Analog audio is transferred through a cable as a continuous electrical waveform–it’s not divided into discrete steps—and electricity travels through a straight wire at almost the speed of light. So, when you route audio between analog devices, the signals arrive instantaneously, for practical purposes. Therefore, you don’t have to synchronize analog audio when routing between devices.

Transferring digital audio is a very different matter. Computers and other digital devices operate one step at a time, which happens very quickly but it’s not instantaneous, and digital signals are not inherently in perfect time. While uncompressed digital audio plays at a fixed rate (i.e. the sampling frequency), digital clocks are not perfect; their frequency can drift, and they almost always have at least some irregular errors, known as jitter. Therefore, two devices, each following its own clock, are highly unlikely to stay in agreement about precisely when a sample starts and ends. The result is usually an artifact: a pop or glitch in the audio.

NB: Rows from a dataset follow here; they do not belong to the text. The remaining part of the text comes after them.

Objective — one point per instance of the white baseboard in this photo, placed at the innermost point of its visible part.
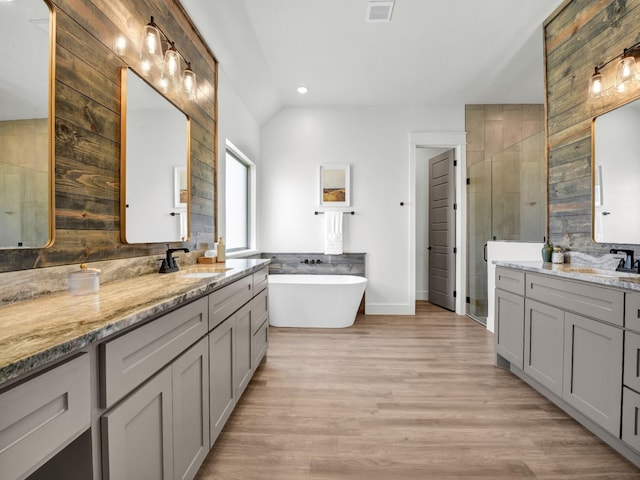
(389, 309)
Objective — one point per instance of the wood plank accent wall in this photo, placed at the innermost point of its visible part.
(578, 36)
(87, 130)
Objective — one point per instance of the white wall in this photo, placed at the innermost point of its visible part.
(375, 141)
(240, 127)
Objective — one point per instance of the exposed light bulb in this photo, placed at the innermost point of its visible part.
(163, 83)
(189, 82)
(120, 45)
(145, 66)
(150, 41)
(595, 84)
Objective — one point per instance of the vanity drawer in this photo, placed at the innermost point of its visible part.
(42, 415)
(127, 361)
(260, 344)
(260, 280)
(223, 302)
(632, 311)
(510, 280)
(631, 418)
(593, 301)
(259, 310)
(632, 360)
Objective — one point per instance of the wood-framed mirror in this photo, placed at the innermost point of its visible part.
(616, 175)
(27, 47)
(155, 170)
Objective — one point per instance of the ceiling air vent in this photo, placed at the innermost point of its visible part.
(378, 12)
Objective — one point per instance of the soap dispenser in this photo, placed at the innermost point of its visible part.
(221, 250)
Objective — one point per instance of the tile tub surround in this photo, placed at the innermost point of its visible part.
(36, 332)
(292, 263)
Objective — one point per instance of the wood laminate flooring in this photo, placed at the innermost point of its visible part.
(400, 397)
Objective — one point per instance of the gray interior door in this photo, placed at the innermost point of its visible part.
(442, 235)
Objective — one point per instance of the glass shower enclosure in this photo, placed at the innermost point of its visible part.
(506, 200)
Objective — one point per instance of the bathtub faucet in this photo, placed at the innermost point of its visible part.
(312, 262)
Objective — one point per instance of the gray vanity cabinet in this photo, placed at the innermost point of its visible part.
(632, 312)
(42, 415)
(137, 435)
(544, 344)
(161, 431)
(509, 336)
(243, 361)
(575, 332)
(593, 370)
(632, 360)
(230, 365)
(190, 410)
(232, 344)
(631, 418)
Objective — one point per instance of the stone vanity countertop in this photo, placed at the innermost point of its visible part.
(36, 332)
(611, 278)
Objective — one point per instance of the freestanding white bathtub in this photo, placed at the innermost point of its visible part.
(314, 301)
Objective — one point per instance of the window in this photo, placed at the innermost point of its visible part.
(240, 195)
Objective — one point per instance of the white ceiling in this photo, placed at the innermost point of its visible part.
(433, 52)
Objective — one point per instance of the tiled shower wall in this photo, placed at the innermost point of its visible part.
(506, 195)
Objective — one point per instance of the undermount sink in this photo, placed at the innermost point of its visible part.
(203, 271)
(201, 274)
(592, 271)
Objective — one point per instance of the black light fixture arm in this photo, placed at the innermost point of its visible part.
(168, 40)
(625, 53)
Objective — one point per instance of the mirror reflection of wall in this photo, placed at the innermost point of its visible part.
(25, 173)
(616, 203)
(155, 152)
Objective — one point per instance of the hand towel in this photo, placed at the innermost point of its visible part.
(184, 226)
(333, 233)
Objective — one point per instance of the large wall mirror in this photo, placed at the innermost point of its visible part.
(616, 175)
(155, 165)
(27, 42)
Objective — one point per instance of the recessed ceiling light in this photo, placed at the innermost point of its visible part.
(379, 12)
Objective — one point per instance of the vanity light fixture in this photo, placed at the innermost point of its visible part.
(170, 62)
(627, 75)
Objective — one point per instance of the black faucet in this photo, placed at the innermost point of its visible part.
(169, 263)
(626, 264)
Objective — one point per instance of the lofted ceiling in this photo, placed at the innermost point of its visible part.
(433, 52)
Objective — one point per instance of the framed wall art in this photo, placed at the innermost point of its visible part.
(335, 185)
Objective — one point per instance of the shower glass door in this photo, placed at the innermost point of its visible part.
(506, 201)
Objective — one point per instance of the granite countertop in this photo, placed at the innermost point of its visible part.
(611, 278)
(36, 332)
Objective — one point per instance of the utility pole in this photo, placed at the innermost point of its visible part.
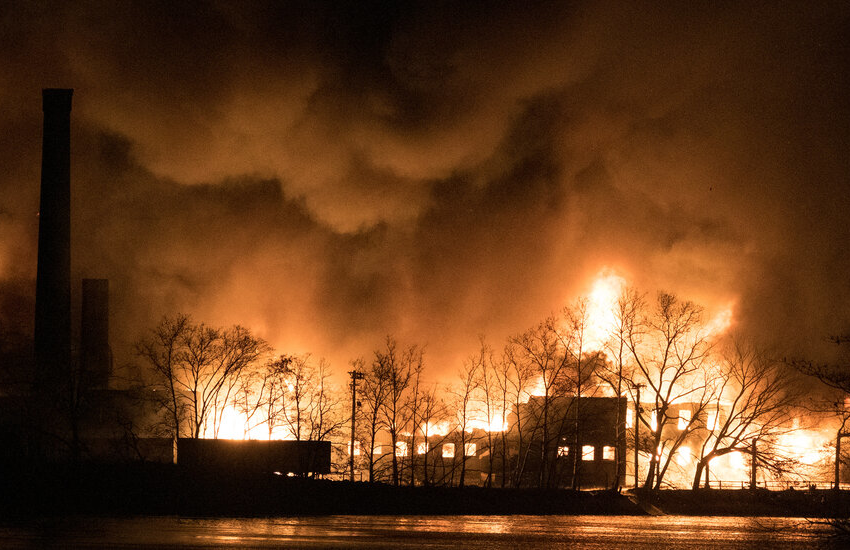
(637, 428)
(753, 455)
(355, 376)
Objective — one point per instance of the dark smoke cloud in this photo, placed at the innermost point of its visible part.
(327, 173)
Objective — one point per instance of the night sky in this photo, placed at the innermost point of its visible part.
(330, 173)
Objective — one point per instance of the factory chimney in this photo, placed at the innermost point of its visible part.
(53, 278)
(95, 354)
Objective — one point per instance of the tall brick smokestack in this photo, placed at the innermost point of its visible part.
(53, 280)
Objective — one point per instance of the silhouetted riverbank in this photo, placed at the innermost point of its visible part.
(152, 489)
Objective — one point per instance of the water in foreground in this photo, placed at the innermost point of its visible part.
(457, 532)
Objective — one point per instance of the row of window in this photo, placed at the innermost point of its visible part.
(683, 421)
(401, 449)
(588, 452)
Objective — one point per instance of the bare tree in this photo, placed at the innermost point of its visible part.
(463, 396)
(373, 393)
(274, 376)
(488, 386)
(213, 359)
(669, 346)
(619, 371)
(163, 350)
(544, 350)
(515, 379)
(396, 369)
(432, 411)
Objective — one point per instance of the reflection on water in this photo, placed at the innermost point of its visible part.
(458, 532)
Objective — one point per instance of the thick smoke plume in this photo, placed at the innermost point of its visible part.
(329, 173)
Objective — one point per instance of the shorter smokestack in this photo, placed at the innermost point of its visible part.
(53, 278)
(95, 354)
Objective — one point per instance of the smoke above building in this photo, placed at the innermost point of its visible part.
(329, 173)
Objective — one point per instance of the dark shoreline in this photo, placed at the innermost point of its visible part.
(165, 490)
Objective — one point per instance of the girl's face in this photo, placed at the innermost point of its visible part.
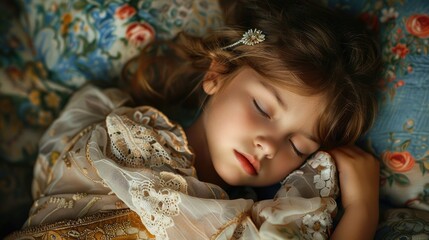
(258, 133)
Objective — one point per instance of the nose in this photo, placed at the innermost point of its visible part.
(265, 146)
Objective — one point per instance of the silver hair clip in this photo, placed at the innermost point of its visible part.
(250, 38)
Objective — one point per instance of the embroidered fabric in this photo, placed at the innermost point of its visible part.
(135, 158)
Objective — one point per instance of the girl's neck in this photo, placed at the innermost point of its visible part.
(203, 164)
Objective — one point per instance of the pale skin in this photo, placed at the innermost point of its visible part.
(273, 130)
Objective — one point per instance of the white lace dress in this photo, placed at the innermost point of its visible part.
(100, 156)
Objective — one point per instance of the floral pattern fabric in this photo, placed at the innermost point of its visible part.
(50, 49)
(400, 136)
(81, 172)
(56, 46)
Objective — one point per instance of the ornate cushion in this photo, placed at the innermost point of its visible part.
(50, 48)
(57, 46)
(400, 136)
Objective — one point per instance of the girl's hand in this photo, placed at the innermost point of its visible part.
(359, 185)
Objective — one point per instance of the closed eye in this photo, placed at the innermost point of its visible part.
(260, 109)
(297, 152)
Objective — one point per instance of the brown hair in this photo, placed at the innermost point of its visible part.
(308, 48)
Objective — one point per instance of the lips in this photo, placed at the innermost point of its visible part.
(250, 165)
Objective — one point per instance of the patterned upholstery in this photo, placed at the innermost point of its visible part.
(53, 47)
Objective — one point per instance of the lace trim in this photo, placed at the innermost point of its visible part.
(325, 180)
(147, 139)
(157, 201)
(124, 224)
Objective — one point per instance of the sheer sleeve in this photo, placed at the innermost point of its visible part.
(304, 206)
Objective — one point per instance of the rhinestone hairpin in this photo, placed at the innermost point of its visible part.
(250, 38)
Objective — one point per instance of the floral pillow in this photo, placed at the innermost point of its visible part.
(58, 45)
(400, 136)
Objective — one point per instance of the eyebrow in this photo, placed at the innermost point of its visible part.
(275, 93)
(282, 103)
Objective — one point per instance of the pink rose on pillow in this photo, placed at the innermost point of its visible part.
(418, 25)
(398, 161)
(124, 12)
(139, 33)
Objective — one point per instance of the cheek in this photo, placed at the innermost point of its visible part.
(231, 117)
(284, 164)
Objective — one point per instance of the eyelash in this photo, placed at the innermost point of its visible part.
(264, 114)
(260, 110)
(298, 153)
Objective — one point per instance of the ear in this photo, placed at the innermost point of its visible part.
(211, 81)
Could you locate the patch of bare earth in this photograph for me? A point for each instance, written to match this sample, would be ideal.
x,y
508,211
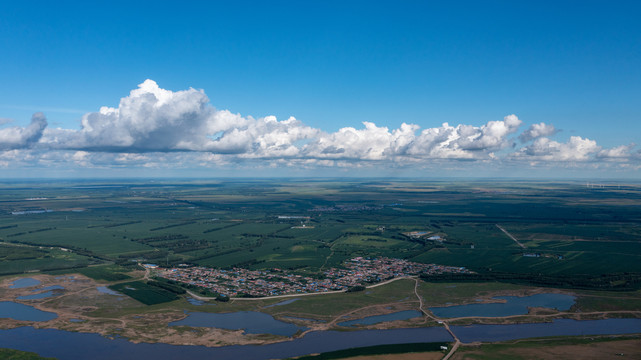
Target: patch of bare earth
x,y
625,349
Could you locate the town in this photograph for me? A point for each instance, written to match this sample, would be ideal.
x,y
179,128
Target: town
x,y
359,271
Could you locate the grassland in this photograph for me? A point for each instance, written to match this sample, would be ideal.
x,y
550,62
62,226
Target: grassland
x,y
606,347
308,225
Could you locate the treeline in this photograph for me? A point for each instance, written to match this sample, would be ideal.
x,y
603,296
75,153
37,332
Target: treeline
x,y
609,282
220,228
31,232
173,225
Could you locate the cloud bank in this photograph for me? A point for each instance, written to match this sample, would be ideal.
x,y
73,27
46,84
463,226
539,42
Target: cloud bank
x,y
152,127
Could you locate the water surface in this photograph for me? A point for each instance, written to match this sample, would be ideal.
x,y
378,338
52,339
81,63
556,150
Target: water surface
x,y
106,290
42,295
23,283
16,311
66,345
284,302
513,305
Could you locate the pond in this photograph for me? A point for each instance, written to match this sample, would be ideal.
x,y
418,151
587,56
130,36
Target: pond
x,y
106,290
23,283
371,320
284,302
251,322
42,295
513,305
13,310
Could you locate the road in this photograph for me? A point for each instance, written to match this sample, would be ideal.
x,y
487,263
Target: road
x,y
511,237
457,342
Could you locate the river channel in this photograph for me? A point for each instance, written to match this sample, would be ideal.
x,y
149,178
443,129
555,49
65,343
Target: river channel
x,y
66,345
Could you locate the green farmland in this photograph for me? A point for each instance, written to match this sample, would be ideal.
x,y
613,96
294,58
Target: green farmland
x,y
565,228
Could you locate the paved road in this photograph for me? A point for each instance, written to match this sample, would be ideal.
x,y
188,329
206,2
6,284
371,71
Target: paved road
x,y
510,235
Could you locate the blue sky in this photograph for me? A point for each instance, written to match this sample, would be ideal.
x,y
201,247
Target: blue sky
x,y
573,66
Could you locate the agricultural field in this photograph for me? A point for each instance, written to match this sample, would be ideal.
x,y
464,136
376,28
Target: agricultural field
x,y
524,227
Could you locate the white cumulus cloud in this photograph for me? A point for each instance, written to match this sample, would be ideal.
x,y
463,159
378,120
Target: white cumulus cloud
x,y
17,137
536,131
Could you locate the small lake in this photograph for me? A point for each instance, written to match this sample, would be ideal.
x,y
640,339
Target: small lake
x,y
106,290
16,311
284,302
513,305
23,283
251,322
42,295
371,320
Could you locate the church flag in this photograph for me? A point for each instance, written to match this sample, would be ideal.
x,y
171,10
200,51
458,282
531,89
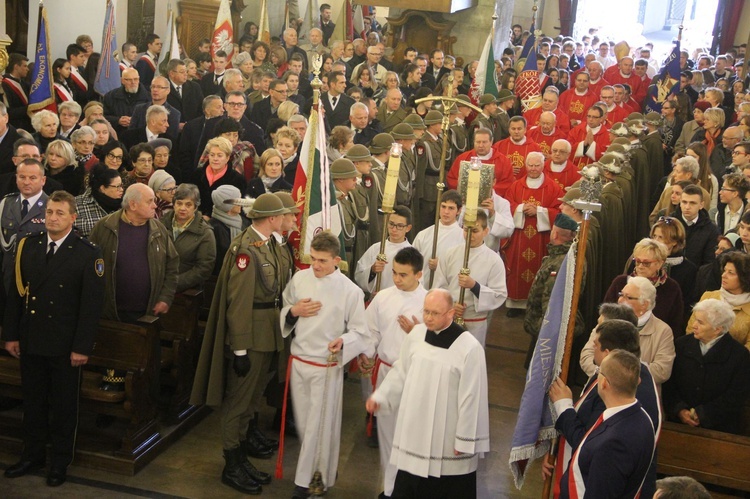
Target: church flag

To avoid this problem, all digital devices in communication with one another need to follow a single master clock. That means the master clock has to send a signal that essentially says, “everyone start at this moment and follow me!” Even if the master clock’s timing is imperfect, all the slave devices will follow the timing errors exactly and will stay in sync with each other. Therefore, you won’t get timing-related artifacts. In general, the better the master clock, the better the resulting audio will sound, so whenever possible, use the best clock you have or experiment with your rig to find the best result.